Its bad enough that big companies are breaking their promises and backing out of their pensions (see Bodie’s post below). To make it worse, I heard this morning that there are many school districts in California who have been promising teachers lifetime health care, even after retirement; however they are now realizing that they can’t pay up. How is this possible? Is my outrage out of line? Where is the worker protection?

It seems like this is yet another offshoot of the American cultural thought that one is not necessarily responsible for his or her own actions. That big companies are not responsible. The government is not responsible. It’s always someone else’s fault. And who gets fucked in the long run? We do. It’s nobody’s fault but we’re stuck without our retirement. And the government and big business are rolling around in a bed of our tax dollars.

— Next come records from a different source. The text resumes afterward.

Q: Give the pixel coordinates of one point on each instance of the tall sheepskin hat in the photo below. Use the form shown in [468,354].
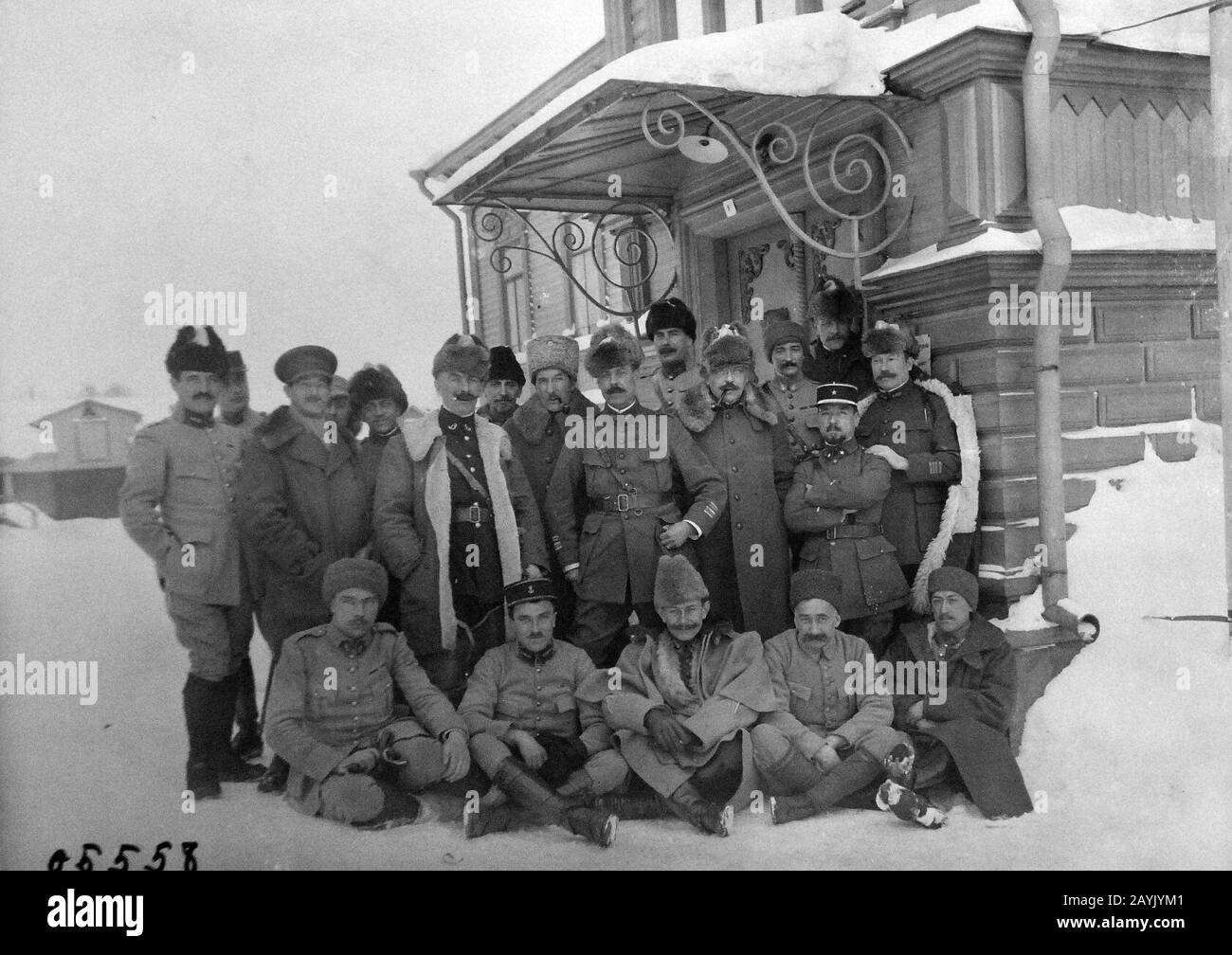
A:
[197,348]
[886,338]
[677,582]
[612,345]
[670,314]
[726,348]
[462,353]
[353,572]
[553,351]
[376,381]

So now when we’re wading through corporate bullshit we also need to try and figure out if the company we’re working for (which we once thought was big and stable) is really going to hold up the promises made. Sweet. It really makes it easy to be optimistic, eh? (Insert
sarcasm point here.)

2 comments:

Lefty said...

Yeah, I really look forward to the future¡

Merce said...

Oh, come on guys... All this doom and gloom? Don't you know that getting screwed by the powers that be is the American Dream? It's the American way to do business. Spend more than you make. Promise more than you can deliver. You're not being responsible if you're actually making money and living up to your end of the bargain and not spongeing off the taxpayers to clean up your financial disasters.

I'm all for the survival of the fittest notion of doing business. Let the crappy companies die and support companies doing good business.

The thing that gets me is that taxpayers pay twice for companies like United to operate and live up to it's promises to it's employees. We pay when we fly and we pay again to cover the pensions. Like I said, getting screwed is the American dream and we're all paying for it.